Georganiseerde activiteiten en psychosociale problemen 2
Hoofdstuk 5 bevat onderzoek uitgevoerd bij Rotterdamse basisschoolkinderen. Bevindingen uit dit onderzoek geven aan dat deelnemen aan georganiseerde activiteiten (zowel sport als non-sport) een relatief lager risico geeft op psychosociale problemen. Kinderen die deelnemen aan 2-5 verschillende categorieën (sport, scouting, zang/theater/muziekclub, knutselclub of ander soort clubjes) van georganiseerde activiteiten een relatief lager risico op psychosociale problemen hebben dan kinderen die deelnemen aan maar 1 categorie.

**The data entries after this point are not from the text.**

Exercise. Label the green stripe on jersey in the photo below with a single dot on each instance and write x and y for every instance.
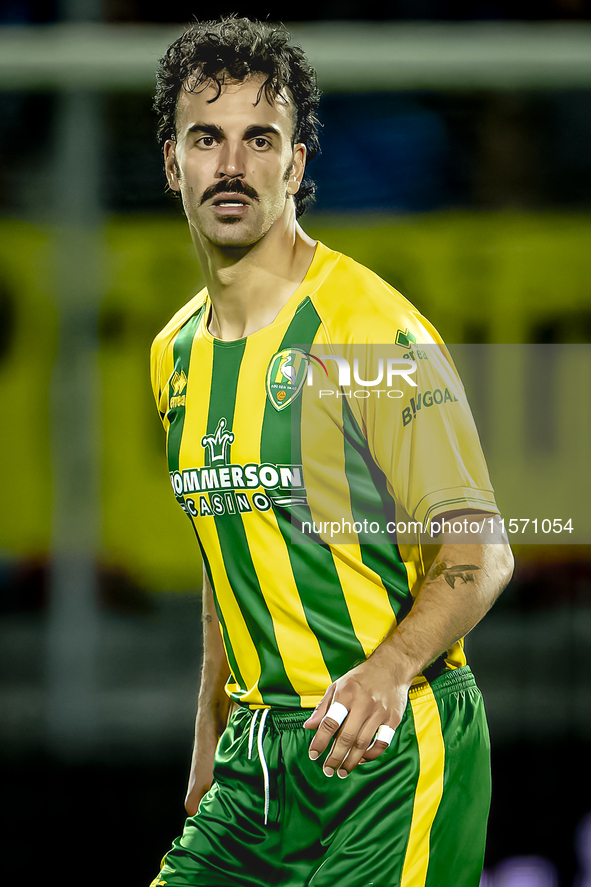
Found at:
(371, 501)
(240, 570)
(313, 566)
(176, 415)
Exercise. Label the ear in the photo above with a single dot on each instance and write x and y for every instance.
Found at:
(171, 166)
(298, 168)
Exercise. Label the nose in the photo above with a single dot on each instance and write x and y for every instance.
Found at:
(231, 160)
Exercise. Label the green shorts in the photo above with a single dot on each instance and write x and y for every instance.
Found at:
(414, 817)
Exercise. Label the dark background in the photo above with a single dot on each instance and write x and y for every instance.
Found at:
(108, 812)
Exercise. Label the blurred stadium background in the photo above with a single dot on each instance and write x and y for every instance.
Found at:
(456, 164)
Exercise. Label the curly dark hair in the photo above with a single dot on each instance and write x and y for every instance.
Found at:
(237, 48)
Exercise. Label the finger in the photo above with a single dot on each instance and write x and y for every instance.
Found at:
(381, 741)
(320, 710)
(350, 746)
(327, 728)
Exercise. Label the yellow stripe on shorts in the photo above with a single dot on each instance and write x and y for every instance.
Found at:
(429, 789)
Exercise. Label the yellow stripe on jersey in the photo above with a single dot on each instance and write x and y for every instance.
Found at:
(238, 634)
(429, 789)
(297, 644)
(196, 414)
(366, 598)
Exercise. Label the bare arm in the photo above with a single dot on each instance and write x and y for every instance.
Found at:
(459, 589)
(213, 703)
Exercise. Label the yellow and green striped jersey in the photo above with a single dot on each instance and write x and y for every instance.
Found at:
(269, 441)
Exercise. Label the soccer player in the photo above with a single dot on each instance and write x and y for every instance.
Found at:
(340, 736)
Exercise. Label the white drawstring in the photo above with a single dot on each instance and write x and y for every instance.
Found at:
(251, 734)
(262, 760)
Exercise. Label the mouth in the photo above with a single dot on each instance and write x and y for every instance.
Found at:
(236, 201)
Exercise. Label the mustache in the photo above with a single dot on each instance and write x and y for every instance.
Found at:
(229, 186)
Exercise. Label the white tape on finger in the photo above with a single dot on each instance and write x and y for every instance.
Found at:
(337, 712)
(385, 734)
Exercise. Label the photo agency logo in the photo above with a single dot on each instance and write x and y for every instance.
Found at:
(359, 377)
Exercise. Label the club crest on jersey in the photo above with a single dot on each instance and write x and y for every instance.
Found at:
(286, 374)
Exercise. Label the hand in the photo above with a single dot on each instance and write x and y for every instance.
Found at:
(373, 696)
(200, 779)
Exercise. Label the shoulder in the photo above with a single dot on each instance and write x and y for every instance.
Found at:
(162, 344)
(354, 303)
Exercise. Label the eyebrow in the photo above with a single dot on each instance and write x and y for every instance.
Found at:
(250, 132)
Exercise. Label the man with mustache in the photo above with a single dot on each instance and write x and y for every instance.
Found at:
(356, 748)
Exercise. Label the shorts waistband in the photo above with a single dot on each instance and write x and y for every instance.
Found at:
(453, 681)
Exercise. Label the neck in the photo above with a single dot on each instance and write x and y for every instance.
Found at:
(248, 286)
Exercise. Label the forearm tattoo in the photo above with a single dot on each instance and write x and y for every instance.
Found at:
(465, 572)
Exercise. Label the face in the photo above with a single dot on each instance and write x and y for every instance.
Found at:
(234, 163)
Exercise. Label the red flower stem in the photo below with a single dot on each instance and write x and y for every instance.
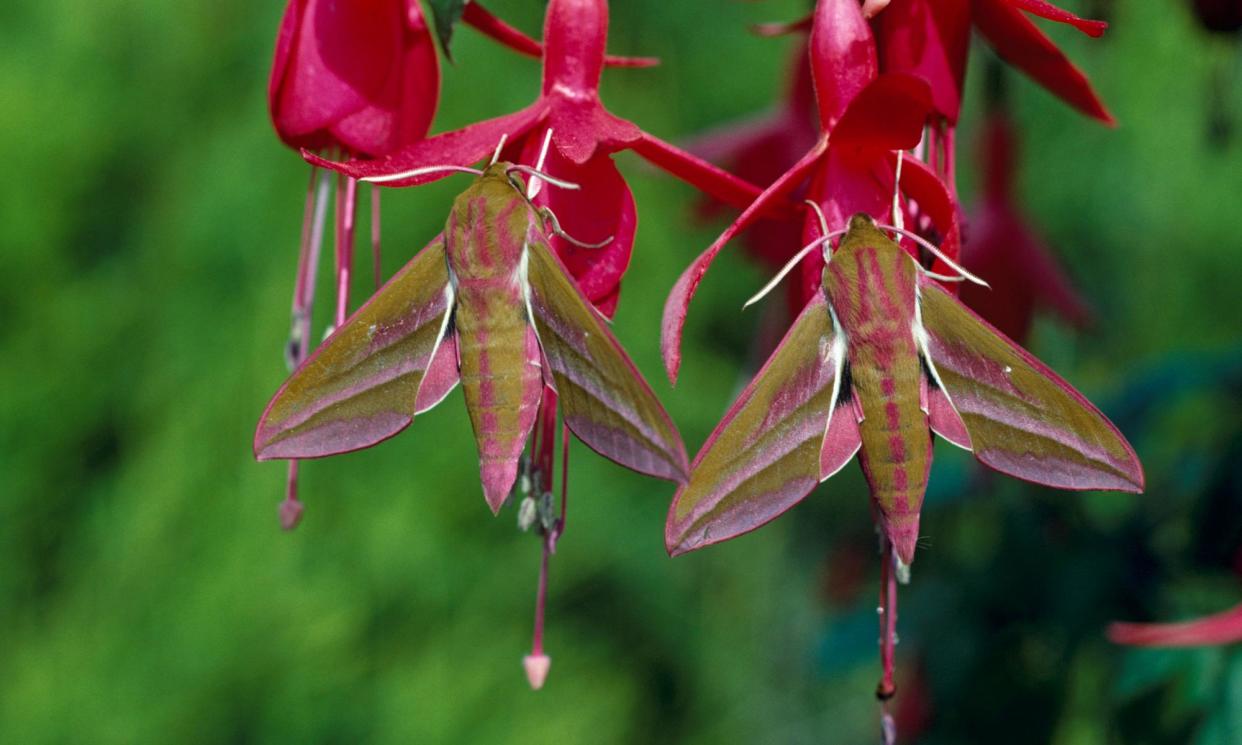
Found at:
(540, 601)
(347, 206)
(308, 266)
(375, 235)
(564, 481)
(887, 623)
(491, 26)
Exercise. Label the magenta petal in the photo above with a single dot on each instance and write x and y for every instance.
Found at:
(579, 127)
(339, 62)
(842, 188)
(701, 174)
(1047, 10)
(678, 302)
(1021, 44)
(1219, 628)
(842, 56)
(460, 147)
(928, 39)
(403, 113)
(935, 201)
(888, 114)
(285, 37)
(600, 210)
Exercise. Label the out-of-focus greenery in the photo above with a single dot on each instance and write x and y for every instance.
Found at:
(148, 232)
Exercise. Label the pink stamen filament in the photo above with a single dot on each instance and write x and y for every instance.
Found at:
(375, 236)
(887, 688)
(347, 207)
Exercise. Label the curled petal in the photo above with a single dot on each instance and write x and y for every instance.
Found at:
(701, 174)
(843, 188)
(929, 39)
(601, 209)
(579, 127)
(403, 112)
(935, 201)
(842, 56)
(1219, 628)
(1047, 10)
(460, 147)
(677, 304)
(337, 62)
(1021, 44)
(888, 114)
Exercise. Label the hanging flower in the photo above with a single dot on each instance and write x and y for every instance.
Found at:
(573, 135)
(585, 135)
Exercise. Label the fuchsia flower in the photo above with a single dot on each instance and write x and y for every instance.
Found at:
(1219, 628)
(1002, 250)
(865, 118)
(583, 138)
(932, 39)
(585, 135)
(359, 76)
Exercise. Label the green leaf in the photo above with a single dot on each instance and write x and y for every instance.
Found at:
(446, 14)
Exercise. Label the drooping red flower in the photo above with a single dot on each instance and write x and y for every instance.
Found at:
(865, 119)
(1219, 628)
(584, 138)
(359, 76)
(932, 39)
(1004, 250)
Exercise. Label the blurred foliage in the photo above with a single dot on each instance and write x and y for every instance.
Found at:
(149, 229)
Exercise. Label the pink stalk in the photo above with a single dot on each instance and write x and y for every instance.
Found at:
(887, 688)
(375, 235)
(303, 298)
(347, 207)
(537, 663)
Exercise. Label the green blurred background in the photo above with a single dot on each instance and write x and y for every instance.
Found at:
(148, 234)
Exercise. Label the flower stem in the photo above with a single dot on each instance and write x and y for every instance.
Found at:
(887, 688)
(375, 235)
(347, 207)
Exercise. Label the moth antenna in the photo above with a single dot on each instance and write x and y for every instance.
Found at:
(789, 267)
(421, 171)
(533, 186)
(499, 147)
(898, 219)
(944, 277)
(938, 253)
(557, 231)
(539, 174)
(819, 212)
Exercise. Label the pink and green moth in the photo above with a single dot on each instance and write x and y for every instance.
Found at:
(489, 306)
(877, 361)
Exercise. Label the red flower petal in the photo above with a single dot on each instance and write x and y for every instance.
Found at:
(702, 174)
(403, 112)
(1220, 628)
(1047, 10)
(581, 126)
(601, 209)
(929, 39)
(460, 147)
(1021, 44)
(337, 63)
(888, 114)
(842, 56)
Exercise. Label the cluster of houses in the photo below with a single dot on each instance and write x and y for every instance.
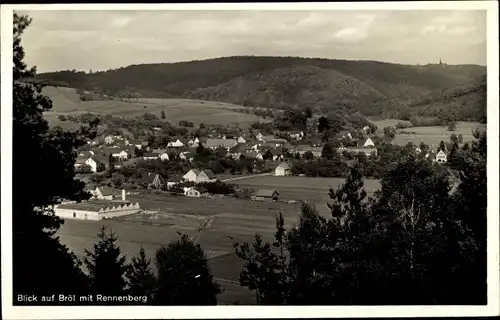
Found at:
(117, 149)
(105, 204)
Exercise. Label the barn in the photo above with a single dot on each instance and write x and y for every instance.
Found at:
(266, 195)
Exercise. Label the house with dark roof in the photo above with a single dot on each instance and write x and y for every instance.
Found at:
(196, 175)
(106, 193)
(266, 195)
(150, 156)
(196, 192)
(316, 151)
(221, 143)
(98, 163)
(283, 169)
(151, 180)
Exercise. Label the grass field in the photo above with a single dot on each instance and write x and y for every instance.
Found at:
(428, 135)
(66, 101)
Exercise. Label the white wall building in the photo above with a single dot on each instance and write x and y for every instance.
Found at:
(283, 169)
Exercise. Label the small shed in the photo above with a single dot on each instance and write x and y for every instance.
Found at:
(266, 195)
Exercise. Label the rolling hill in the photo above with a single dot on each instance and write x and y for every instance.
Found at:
(371, 87)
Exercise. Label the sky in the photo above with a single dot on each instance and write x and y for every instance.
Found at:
(102, 40)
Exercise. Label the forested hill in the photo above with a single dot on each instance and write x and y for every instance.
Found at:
(372, 87)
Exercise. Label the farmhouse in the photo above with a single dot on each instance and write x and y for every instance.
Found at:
(196, 192)
(172, 181)
(176, 144)
(150, 156)
(105, 193)
(153, 180)
(283, 169)
(186, 155)
(346, 135)
(162, 154)
(96, 209)
(195, 175)
(441, 157)
(86, 154)
(368, 151)
(137, 143)
(368, 143)
(217, 143)
(274, 141)
(316, 151)
(121, 153)
(266, 195)
(241, 140)
(98, 163)
(297, 135)
(109, 139)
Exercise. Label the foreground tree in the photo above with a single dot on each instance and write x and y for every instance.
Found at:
(106, 265)
(184, 277)
(45, 158)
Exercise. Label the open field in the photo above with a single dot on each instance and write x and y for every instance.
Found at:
(428, 135)
(67, 102)
(434, 135)
(311, 189)
(212, 223)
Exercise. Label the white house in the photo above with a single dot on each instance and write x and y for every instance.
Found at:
(136, 143)
(92, 164)
(186, 155)
(241, 140)
(172, 181)
(283, 169)
(164, 156)
(150, 156)
(109, 139)
(195, 192)
(297, 135)
(95, 209)
(195, 175)
(177, 144)
(259, 136)
(368, 143)
(220, 143)
(441, 157)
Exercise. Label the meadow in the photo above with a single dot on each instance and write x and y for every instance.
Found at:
(431, 136)
(66, 101)
(211, 223)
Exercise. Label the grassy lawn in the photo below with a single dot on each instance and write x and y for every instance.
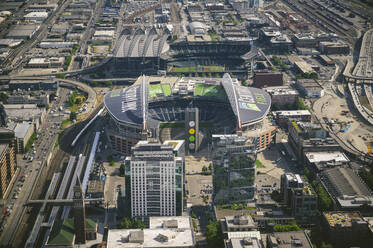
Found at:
(154, 89)
(259, 164)
(166, 89)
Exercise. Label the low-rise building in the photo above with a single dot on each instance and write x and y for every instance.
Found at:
(281, 43)
(33, 85)
(95, 188)
(23, 132)
(346, 188)
(238, 223)
(284, 117)
(250, 239)
(310, 88)
(327, 47)
(40, 101)
(305, 40)
(303, 67)
(303, 203)
(7, 166)
(22, 31)
(58, 44)
(310, 137)
(36, 16)
(282, 95)
(173, 232)
(326, 60)
(267, 79)
(46, 62)
(18, 113)
(320, 161)
(60, 28)
(347, 229)
(234, 168)
(288, 240)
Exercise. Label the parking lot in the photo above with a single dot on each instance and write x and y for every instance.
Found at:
(275, 164)
(198, 186)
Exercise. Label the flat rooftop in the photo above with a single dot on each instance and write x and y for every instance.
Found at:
(151, 238)
(343, 219)
(161, 222)
(344, 182)
(291, 112)
(315, 157)
(280, 90)
(289, 240)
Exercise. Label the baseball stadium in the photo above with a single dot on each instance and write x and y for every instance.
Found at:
(157, 107)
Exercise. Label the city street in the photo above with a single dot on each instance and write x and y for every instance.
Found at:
(31, 169)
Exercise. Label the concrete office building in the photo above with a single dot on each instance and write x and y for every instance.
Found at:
(36, 16)
(19, 113)
(303, 203)
(334, 48)
(7, 167)
(251, 239)
(165, 232)
(41, 101)
(46, 62)
(267, 79)
(310, 88)
(22, 31)
(154, 180)
(320, 161)
(23, 132)
(33, 85)
(288, 182)
(234, 169)
(309, 137)
(346, 188)
(347, 229)
(288, 239)
(282, 95)
(284, 117)
(238, 223)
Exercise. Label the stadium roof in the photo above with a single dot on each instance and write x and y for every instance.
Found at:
(130, 105)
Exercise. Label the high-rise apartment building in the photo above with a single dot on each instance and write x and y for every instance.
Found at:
(155, 178)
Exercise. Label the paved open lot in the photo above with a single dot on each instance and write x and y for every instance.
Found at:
(275, 163)
(331, 107)
(112, 181)
(196, 183)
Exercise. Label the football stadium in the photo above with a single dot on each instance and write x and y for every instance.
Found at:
(153, 106)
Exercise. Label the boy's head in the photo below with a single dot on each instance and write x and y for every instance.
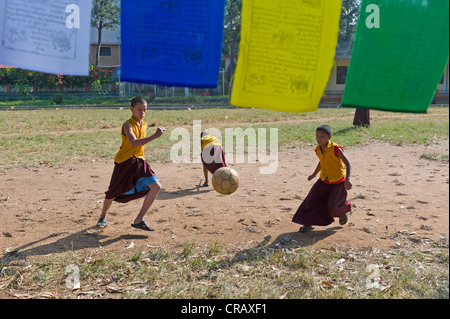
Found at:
(323, 135)
(204, 133)
(138, 108)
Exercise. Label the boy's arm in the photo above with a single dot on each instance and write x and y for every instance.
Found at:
(348, 166)
(205, 172)
(128, 131)
(316, 171)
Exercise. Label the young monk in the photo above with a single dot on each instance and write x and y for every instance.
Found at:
(327, 198)
(133, 177)
(213, 156)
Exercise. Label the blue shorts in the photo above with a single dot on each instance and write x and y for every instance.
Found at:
(142, 184)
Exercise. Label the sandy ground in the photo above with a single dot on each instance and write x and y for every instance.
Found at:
(399, 200)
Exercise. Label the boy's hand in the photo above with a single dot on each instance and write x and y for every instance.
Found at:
(160, 131)
(348, 185)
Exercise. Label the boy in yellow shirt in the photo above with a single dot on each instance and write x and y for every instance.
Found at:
(327, 198)
(212, 156)
(133, 177)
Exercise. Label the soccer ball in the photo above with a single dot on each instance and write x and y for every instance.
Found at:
(225, 180)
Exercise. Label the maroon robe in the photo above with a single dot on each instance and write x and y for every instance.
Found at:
(323, 203)
(124, 178)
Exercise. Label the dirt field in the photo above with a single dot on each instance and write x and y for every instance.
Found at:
(399, 200)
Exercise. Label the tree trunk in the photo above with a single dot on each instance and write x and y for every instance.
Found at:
(362, 118)
(99, 44)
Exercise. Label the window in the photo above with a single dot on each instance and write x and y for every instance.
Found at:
(341, 74)
(105, 51)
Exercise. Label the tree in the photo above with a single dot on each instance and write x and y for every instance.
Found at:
(349, 19)
(105, 15)
(232, 31)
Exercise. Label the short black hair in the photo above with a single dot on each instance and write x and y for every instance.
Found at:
(138, 99)
(324, 128)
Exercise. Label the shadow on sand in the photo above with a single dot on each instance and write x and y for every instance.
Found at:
(92, 237)
(287, 240)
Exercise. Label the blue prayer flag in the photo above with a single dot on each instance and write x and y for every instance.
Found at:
(172, 42)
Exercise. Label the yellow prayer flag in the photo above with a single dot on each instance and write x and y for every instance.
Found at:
(286, 53)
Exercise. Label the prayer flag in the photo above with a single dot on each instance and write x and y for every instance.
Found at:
(172, 43)
(286, 53)
(49, 36)
(399, 56)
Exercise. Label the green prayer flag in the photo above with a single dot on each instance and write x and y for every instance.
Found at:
(400, 53)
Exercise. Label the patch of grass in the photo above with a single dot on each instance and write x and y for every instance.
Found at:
(263, 274)
(30, 138)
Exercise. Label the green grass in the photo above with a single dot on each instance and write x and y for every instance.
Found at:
(30, 138)
(262, 273)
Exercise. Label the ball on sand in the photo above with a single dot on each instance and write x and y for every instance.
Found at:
(225, 180)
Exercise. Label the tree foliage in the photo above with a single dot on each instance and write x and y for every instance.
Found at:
(105, 15)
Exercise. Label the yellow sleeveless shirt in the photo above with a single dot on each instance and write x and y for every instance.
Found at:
(331, 166)
(126, 151)
(209, 140)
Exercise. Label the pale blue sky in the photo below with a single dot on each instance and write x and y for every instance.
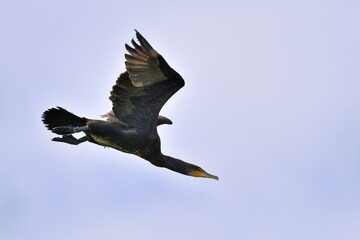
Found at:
(271, 105)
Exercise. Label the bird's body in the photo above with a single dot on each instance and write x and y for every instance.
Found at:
(131, 126)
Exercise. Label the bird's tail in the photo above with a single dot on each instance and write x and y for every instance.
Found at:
(59, 117)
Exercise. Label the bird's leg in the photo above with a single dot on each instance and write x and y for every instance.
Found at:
(70, 139)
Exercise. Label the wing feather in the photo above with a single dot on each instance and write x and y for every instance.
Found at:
(141, 91)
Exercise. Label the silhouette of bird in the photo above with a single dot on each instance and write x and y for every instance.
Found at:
(131, 126)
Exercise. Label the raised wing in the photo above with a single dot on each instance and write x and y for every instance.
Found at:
(144, 88)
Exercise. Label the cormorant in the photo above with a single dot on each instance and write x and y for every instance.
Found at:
(131, 126)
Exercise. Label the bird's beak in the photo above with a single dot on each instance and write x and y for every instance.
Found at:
(208, 175)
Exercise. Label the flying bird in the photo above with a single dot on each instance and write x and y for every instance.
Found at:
(131, 126)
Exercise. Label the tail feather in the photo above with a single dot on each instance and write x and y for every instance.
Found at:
(58, 117)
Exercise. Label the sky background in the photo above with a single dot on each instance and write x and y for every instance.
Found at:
(271, 105)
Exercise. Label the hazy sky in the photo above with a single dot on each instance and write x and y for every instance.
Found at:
(271, 105)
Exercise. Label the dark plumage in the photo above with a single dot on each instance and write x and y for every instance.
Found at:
(131, 126)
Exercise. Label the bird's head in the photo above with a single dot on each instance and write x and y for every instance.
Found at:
(196, 171)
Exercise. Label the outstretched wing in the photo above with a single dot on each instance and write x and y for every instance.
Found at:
(144, 88)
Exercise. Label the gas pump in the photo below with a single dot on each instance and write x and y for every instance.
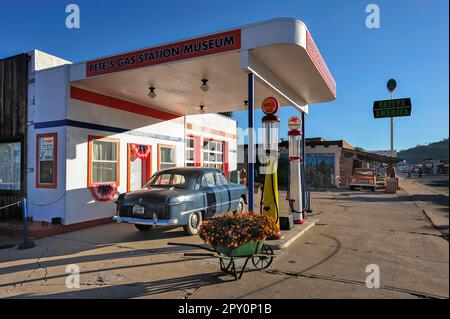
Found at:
(295, 158)
(270, 204)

Vertrouwen in eigen opvoedcompetenties
Hoofdstuk 6 bevat een systematisch literatuuronderzoek naar de samenhang tussen ouder-, kind-, en sociaalcontextuele factoren en het vertrouwen van ouders in eigen opvoedcompetenties. Dit onderzoek laat zien dat er aanwijzingen zijn voor associaties van temperament van het kind, tevredenheid van de moeder over opvoeden, opvoedstress, depressie van de moeder, huishoudinkomen, en ervaren sociale steun met het vertrouwen van ouders in hun eigen opvoedcompetenties. Onderzoek bij vaders naar het eigen vertrouwen in de opvoedcompetenties is schaars.
Interventies om waterconsumptie te verhogen
Hoofdstuk 7 bevat een systematisch literatuuronderzoek en meta-analyse van de effectiviteit van interventies om de waterconsumptie van kinderen te verhogen. Interventies om de waterconsumptie te verhogen kunnen effectief zijn. Uit sub-analyses blijkt dat interventies die uitsluitend gericht waren op voedingsgedrag of drinken en interventies die buiten de schoolomgeving waren ingevoerd mogelijk het meest effectief zijn. Toekomstig onderzoek is nodig om te bepalen of deze interventies ook effectief zijn in het verminderen van de consumptie van met suiker gezoete dranken bij kinderen.
De ‘Wijkprogrammering’
De wijkprogrammering is onderdeel van het Rotterdamse Kansrijk Opgroeien programma. De wijkprogrammering bestaat uit samenwerking met stakeholders uit de wijk, op data gebaseerde prioriteiten stellen, op kennis en theorie gebaseerd beleid en implementatie van effectieve interventies. Hoofdstuk 9 bevat de effectevaluatie van de wijkprogrammering bij 0 tot 12-jarigen. Het programma is uitgevoerd in drie interventiewijken die zijn vergeleken met die controlewijken in Rotterdam. Twee jaar na implementatie was er een positief interventie-effect op buitenspelen van de wijkprogrammering.
Concluderend
Gezondheidsverschillen zien we soms met opleiding van de ouders, soms met moeite met rondkomen en soms met andere indicatoren. Dit wisselt per gezondheidsaspect. Meedoen aan georganiseerde activiteiten werkt mogelijk beschermend tegen psychosociale problemen. Opvoedtevredenheid, ervaren sociale steun en huishoudinkomen werken mogelijk beschermend en opvoedstress, depressie van de moeder en temperament van het kind zijn mogelijk risicofactoren voor vertrouwen van ouders in de eigen opvoedcompetenties. Interventies om de waterconsumptie van kinderen te verhogen kunnen effectief zijn. Ook de wijkprogrammering laat een klein effect zien na 2 jaar.